The AMD A1100 – Steven’s piece last year goes into a lot more detail.
The chip was designed to be the ‘scale-out’ ARM part that Calxeda attempted to produce with Cortex A9’s, but only marginally edged out a dual-Xeon running virtual machines – the step up to a more powerful core was vital to attack this element of the industry. Despite Calxeda’s attempts at dense web-server traffic requests, AMD is focusing more on the data center where it feels this chip is more suited for. So even though there have been many delays with the hardware, missing its original time-to-market window by at least nine months, I finally got to see the silicon for my own eyes.
Starting with the platform it is in: this is the SoftIron Overdrive 3000. The silicon has access to eight SATA ports and eight PCIe lanes by default, along with a dual-channel memory controller, but what was interesting in this device was that there are six other SATA ports but no extra controllers. I quizzed the ARM personnel around the product and they said that a future chip might support more SATA ports, so this was almost a long-term drop-in PCB so for the second generation it doesn’t need a redesign. But this mini-server design is meant for that simple integration into a rack as an ARM development platform or connecting ARM to an accelerator/storage subsystem.

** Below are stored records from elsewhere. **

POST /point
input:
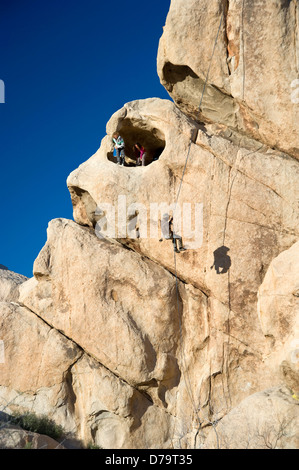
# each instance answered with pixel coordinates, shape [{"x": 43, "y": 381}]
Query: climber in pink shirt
[{"x": 140, "y": 154}]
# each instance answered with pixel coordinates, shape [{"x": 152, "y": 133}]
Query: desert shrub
[{"x": 38, "y": 424}]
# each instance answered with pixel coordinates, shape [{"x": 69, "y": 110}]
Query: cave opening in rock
[{"x": 152, "y": 139}]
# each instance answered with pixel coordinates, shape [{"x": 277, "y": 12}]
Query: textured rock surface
[
  {"x": 278, "y": 309},
  {"x": 128, "y": 356},
  {"x": 254, "y": 68},
  {"x": 265, "y": 420}
]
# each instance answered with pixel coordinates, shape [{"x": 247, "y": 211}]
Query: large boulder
[
  {"x": 265, "y": 420},
  {"x": 253, "y": 76},
  {"x": 9, "y": 284}
]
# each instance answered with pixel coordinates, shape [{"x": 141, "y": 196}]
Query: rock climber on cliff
[
  {"x": 167, "y": 229},
  {"x": 119, "y": 146},
  {"x": 140, "y": 154}
]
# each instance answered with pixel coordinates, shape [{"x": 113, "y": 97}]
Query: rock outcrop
[
  {"x": 9, "y": 284},
  {"x": 135, "y": 346}
]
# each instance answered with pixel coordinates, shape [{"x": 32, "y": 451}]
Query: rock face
[
  {"x": 253, "y": 78},
  {"x": 9, "y": 284},
  {"x": 136, "y": 346}
]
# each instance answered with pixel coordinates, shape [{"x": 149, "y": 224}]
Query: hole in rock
[{"x": 152, "y": 139}]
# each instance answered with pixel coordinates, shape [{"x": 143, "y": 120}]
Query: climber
[
  {"x": 119, "y": 146},
  {"x": 167, "y": 229},
  {"x": 140, "y": 154},
  {"x": 222, "y": 261}
]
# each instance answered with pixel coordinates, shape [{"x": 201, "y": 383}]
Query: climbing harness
[{"x": 193, "y": 137}]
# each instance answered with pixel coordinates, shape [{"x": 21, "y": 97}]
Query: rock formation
[{"x": 132, "y": 346}]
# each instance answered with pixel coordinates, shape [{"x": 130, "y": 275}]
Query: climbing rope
[{"x": 186, "y": 375}]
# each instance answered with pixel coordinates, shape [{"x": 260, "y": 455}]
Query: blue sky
[{"x": 67, "y": 67}]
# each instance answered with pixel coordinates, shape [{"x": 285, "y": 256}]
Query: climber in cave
[
  {"x": 222, "y": 261},
  {"x": 119, "y": 146},
  {"x": 167, "y": 229},
  {"x": 140, "y": 154}
]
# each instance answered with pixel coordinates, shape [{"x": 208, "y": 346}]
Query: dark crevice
[{"x": 133, "y": 132}]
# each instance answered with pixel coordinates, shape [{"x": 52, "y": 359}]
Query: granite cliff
[{"x": 125, "y": 343}]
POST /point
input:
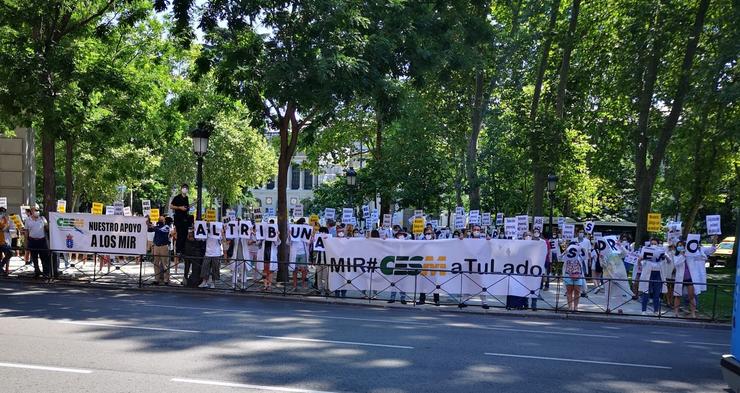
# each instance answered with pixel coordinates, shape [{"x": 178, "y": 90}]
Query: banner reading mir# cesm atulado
[
  {"x": 457, "y": 266},
  {"x": 97, "y": 233}
]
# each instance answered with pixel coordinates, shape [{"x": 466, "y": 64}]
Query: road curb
[{"x": 495, "y": 311}]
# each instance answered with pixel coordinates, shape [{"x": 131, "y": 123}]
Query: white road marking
[
  {"x": 246, "y": 386},
  {"x": 579, "y": 360},
  {"x": 85, "y": 323},
  {"x": 315, "y": 340},
  {"x": 701, "y": 343},
  {"x": 45, "y": 368},
  {"x": 543, "y": 331}
]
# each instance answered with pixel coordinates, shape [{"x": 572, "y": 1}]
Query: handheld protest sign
[
  {"x": 214, "y": 229},
  {"x": 713, "y": 225},
  {"x": 588, "y": 227},
  {"x": 653, "y": 222},
  {"x": 418, "y": 225},
  {"x": 154, "y": 215},
  {"x": 298, "y": 210},
  {"x": 387, "y": 220},
  {"x": 231, "y": 229},
  {"x": 300, "y": 233},
  {"x": 693, "y": 244},
  {"x": 538, "y": 223},
  {"x": 200, "y": 230}
]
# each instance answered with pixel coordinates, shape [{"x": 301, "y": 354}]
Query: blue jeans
[{"x": 654, "y": 288}]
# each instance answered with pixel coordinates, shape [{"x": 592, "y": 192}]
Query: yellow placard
[
  {"x": 654, "y": 222},
  {"x": 418, "y": 226},
  {"x": 17, "y": 221},
  {"x": 210, "y": 214},
  {"x": 313, "y": 219},
  {"x": 153, "y": 215},
  {"x": 97, "y": 208}
]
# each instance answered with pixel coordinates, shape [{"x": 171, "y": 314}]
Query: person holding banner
[
  {"x": 298, "y": 259},
  {"x": 161, "y": 252},
  {"x": 5, "y": 251},
  {"x": 572, "y": 275},
  {"x": 35, "y": 233},
  {"x": 211, "y": 269}
]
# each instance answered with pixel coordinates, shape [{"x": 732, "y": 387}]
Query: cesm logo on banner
[
  {"x": 97, "y": 233},
  {"x": 496, "y": 267}
]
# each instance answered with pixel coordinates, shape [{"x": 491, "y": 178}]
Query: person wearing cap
[
  {"x": 5, "y": 249},
  {"x": 36, "y": 242},
  {"x": 180, "y": 205}
]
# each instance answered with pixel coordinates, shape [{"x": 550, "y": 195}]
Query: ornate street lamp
[{"x": 200, "y": 135}]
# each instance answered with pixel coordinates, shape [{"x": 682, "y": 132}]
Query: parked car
[{"x": 723, "y": 253}]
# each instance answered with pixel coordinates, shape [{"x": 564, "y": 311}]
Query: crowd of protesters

We also had the HuskyBoard from 96Boards on display, aimed at the embedded development market with the same A1100 silicon in the center but with access to a slot of memory on each side (one on the rear), various power options (seems like DC-In and Molex) and a full PCIe 3.0 x8 slot. This almost looks like one of the maker boards we commonly see with other ARM based solutions.
There we go, it exists! Speaking to other people in ARM, they are actually quite pleased that it is now in production, and they are also impressed with the internal metrics they are seeing from it. The march on ARM for server and embedded has been fraught with peril if you go too big too fast, but I wonder how many resources AMD is still putting into this project rather than their core business units.